第11話 帰還

 時刻は午後2時を少し過ぎた頃。

 領主フォルス・ルミエールを筆頭に、総勢21名の藍閃らんせん騎士団がお屋敷へと到着した。

 最初に、先頭の馬車から杖をついたフォルス・ルミエールが姿を現し、数カ月ぶりに故郷の大地を踏んだ。

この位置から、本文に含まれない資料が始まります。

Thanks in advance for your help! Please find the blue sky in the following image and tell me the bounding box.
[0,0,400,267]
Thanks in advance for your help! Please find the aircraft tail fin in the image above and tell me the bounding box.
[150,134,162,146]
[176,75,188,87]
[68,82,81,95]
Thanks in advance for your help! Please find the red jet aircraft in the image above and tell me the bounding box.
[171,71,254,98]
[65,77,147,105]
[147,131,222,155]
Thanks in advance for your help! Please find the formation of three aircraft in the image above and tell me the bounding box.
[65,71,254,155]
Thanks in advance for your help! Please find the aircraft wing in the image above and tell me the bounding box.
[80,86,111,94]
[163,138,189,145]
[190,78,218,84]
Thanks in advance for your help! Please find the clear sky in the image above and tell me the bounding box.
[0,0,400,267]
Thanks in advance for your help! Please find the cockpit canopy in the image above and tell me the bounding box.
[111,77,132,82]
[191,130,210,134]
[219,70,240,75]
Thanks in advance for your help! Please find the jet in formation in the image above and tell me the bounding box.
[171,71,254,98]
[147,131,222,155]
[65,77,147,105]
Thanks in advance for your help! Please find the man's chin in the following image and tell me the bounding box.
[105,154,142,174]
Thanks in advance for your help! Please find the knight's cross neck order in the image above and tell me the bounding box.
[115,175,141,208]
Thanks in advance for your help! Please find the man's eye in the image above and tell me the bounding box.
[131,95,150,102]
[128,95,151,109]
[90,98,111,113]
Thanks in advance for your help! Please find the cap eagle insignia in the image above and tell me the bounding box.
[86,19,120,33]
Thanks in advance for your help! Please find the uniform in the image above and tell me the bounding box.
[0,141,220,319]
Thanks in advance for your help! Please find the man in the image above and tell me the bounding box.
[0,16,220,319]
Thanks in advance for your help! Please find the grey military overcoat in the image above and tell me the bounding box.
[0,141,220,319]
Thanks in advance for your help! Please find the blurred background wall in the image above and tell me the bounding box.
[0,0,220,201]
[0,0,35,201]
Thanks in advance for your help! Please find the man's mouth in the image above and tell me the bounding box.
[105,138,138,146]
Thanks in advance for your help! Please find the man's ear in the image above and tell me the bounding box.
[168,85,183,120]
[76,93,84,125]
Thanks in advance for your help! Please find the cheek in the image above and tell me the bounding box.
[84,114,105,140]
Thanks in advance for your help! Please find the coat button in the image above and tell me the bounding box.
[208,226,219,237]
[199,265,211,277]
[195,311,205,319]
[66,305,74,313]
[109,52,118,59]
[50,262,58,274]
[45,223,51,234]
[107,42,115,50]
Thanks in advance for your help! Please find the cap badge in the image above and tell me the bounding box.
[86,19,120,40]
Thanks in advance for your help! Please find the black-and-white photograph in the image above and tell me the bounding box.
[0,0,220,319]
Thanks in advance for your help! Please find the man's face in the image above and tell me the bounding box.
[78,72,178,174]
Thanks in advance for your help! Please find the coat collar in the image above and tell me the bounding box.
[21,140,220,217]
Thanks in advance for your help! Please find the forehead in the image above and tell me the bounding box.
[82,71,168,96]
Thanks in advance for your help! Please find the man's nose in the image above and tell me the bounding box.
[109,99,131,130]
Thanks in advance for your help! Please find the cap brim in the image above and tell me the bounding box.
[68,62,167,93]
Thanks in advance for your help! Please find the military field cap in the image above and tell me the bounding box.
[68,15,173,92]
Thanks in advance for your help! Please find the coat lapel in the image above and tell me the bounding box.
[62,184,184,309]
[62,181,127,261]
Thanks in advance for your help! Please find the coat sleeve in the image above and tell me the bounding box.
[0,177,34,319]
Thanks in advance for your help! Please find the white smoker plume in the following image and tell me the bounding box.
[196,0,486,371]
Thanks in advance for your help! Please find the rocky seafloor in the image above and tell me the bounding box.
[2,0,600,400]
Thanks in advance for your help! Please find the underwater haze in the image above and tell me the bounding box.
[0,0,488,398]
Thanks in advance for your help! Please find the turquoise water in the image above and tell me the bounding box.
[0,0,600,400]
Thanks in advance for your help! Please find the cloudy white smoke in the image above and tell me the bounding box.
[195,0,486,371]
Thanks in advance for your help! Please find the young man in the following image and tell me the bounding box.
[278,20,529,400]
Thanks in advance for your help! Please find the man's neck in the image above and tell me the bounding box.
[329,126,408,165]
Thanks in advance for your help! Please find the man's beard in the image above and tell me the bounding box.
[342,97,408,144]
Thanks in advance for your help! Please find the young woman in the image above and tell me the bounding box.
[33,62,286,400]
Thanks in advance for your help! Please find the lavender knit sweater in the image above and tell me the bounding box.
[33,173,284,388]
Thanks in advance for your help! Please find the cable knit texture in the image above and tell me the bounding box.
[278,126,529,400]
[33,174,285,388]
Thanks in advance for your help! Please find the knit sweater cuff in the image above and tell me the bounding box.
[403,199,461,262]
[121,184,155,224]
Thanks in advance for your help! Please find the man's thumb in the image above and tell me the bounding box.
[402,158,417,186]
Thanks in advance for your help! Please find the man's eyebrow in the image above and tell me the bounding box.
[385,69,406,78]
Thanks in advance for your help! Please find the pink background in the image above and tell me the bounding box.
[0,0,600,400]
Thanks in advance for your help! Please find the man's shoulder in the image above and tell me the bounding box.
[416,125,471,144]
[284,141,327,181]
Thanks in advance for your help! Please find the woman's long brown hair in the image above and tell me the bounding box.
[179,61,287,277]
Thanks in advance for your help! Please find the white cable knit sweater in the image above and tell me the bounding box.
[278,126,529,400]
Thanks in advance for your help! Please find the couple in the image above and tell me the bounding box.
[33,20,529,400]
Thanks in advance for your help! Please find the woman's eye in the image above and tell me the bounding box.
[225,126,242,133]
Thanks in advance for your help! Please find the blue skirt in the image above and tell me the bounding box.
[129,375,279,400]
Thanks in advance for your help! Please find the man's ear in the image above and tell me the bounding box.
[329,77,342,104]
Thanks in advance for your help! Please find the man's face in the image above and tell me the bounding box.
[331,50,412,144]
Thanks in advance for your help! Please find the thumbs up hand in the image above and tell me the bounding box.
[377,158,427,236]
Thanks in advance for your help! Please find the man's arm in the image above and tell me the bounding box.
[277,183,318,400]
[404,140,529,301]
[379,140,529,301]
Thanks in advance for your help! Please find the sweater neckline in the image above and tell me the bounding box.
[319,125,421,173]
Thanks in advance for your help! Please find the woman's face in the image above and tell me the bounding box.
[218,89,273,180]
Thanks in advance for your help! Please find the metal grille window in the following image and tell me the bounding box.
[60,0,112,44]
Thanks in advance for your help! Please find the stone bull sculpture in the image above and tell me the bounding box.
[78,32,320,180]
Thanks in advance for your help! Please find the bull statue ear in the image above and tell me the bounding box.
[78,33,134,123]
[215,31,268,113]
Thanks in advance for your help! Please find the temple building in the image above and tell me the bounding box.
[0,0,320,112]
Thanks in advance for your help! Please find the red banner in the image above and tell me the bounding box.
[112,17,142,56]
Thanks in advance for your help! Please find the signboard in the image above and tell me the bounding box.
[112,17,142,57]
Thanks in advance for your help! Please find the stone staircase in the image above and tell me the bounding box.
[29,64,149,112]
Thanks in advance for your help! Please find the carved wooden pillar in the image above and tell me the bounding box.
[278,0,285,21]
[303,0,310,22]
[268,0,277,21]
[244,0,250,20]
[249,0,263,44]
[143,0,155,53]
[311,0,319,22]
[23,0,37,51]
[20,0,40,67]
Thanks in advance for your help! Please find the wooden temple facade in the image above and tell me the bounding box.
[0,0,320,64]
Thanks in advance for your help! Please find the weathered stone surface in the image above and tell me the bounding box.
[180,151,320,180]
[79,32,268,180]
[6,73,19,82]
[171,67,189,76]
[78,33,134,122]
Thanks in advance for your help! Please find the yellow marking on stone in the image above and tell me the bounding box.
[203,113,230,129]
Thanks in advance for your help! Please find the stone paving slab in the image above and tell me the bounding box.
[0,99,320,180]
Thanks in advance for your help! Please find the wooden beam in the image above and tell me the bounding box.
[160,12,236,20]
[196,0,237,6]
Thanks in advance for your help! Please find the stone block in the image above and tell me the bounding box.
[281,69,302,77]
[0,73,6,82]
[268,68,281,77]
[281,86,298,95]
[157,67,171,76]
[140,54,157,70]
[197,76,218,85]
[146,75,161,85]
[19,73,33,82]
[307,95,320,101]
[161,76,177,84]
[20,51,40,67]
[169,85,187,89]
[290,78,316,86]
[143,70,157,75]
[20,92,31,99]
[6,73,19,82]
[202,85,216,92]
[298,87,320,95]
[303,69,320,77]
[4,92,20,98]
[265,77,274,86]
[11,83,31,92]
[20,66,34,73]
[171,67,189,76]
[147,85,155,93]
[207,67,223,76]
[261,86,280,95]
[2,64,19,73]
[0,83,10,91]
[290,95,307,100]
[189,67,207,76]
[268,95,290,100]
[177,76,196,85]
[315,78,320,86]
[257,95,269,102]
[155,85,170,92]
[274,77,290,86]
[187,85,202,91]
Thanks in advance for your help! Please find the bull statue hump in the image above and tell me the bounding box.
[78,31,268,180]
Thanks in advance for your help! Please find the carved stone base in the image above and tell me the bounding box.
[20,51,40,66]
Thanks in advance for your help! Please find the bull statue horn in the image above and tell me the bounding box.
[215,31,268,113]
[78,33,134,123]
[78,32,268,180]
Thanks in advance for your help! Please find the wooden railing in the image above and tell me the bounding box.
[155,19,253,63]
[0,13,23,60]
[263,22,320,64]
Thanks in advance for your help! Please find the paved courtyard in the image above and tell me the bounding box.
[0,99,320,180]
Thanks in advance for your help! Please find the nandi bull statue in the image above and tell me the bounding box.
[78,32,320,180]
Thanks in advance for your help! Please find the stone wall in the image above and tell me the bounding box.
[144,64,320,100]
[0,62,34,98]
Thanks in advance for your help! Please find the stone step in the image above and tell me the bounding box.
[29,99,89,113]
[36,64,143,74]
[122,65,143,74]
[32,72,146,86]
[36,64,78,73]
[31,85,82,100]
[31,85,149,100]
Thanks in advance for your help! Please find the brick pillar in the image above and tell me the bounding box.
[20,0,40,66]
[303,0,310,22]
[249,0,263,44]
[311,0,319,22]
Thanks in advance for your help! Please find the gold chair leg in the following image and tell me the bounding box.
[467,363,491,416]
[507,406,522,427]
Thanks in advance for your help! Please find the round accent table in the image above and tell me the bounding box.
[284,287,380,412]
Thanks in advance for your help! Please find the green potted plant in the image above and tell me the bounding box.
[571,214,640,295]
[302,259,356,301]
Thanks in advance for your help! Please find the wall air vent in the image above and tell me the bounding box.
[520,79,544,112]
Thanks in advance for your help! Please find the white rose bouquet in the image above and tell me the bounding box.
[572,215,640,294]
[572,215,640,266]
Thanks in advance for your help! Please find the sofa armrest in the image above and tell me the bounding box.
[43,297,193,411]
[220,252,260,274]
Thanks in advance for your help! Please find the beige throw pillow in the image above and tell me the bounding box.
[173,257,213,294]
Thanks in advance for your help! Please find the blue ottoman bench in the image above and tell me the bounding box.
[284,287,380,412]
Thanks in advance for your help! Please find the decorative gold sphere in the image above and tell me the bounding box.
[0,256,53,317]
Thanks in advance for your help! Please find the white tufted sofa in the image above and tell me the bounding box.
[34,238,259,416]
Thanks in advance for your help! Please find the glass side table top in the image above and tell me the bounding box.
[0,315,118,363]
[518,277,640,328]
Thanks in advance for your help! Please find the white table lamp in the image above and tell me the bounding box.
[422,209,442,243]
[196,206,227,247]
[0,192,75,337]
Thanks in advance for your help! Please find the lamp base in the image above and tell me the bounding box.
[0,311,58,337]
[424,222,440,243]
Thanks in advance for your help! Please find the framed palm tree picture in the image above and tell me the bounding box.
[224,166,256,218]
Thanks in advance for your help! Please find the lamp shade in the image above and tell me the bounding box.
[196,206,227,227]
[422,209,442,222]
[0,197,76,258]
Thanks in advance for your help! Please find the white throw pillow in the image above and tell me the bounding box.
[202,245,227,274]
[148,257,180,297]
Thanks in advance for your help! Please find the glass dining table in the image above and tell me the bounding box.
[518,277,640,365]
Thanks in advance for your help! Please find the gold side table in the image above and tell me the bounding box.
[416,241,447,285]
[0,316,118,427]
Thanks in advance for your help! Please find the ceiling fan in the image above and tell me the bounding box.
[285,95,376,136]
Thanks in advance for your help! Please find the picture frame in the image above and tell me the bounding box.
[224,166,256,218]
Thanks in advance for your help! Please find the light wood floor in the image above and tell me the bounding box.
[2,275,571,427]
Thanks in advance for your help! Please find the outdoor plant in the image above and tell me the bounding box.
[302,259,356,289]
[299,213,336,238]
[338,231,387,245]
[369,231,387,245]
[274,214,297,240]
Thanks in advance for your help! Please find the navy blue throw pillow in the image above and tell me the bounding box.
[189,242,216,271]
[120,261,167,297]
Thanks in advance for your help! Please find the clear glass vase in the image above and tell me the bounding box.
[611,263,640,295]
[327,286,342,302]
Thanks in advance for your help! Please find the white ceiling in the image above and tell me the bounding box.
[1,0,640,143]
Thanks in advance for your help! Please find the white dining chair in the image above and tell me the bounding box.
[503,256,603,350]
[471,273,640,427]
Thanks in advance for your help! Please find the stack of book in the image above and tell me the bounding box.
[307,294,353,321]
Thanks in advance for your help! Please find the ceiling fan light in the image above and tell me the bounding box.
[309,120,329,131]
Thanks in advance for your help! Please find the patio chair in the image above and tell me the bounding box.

 フォルスの姿を目にした出迎えの臣下達からは、領主の帰還に対する歓喜の声が上がる。


「長期に渡る参謀の大役、お疲れ様でした」

「ソレイユ。私が不在の間、よくぞルミエール領を守り抜いてくれた。領主代行の任、大義であったぞ」

「……少し痩せられましたね」


 先のアマルティア教団による国境襲撃の件もあり、激務が続いていたのだろう。病で衰えた父の体は、ソレイユの目には出立前よりも華奢きゃしゃに映っていた。


「そういうお前は一段と面構えが凛々しくなった。領主代行の経験がお前を成長させたのだと分かるよ。領主の座を譲る日も、そう遠くはないかもしれぬな」

「何をおっしゃいますか。父上はまだまだ現役でしょうに」

「そうだな。まだまだ若い者には負けぬよ」


 眼光鋭い勇将としてではなく、年頃の父親としての朗らかな笑みを浮かべ、フォルスはソレイユの肩に優しく触れた。


「……ウルズ小父おじ様の件は残念です」


 押し殺したような声で胸に顔を埋めてきたソレイユの頭を、フォルスは優しく撫でた。


「……その話は後でにしよう。帰還を喜ぶ臣下達の手前、主君たる私が意気消沈いきしょうちんしていては申し訳ないからな」

「承知しました」

「そういえば、大事な言葉を忘れていたな」


 娘を安心させるかのように、フォルスは温かみのある表情と声色でソレイユへ向かう。


「ただいま。ソレイユ」

「お帰りなさい」


 堅苦しさなど微塵みじんもない。父と娘の再会がここに果たされた。

 

 フォルスに続き、共に帰還した藍閃騎士団の面々も次々と馬車や騎馬から降り立っていく。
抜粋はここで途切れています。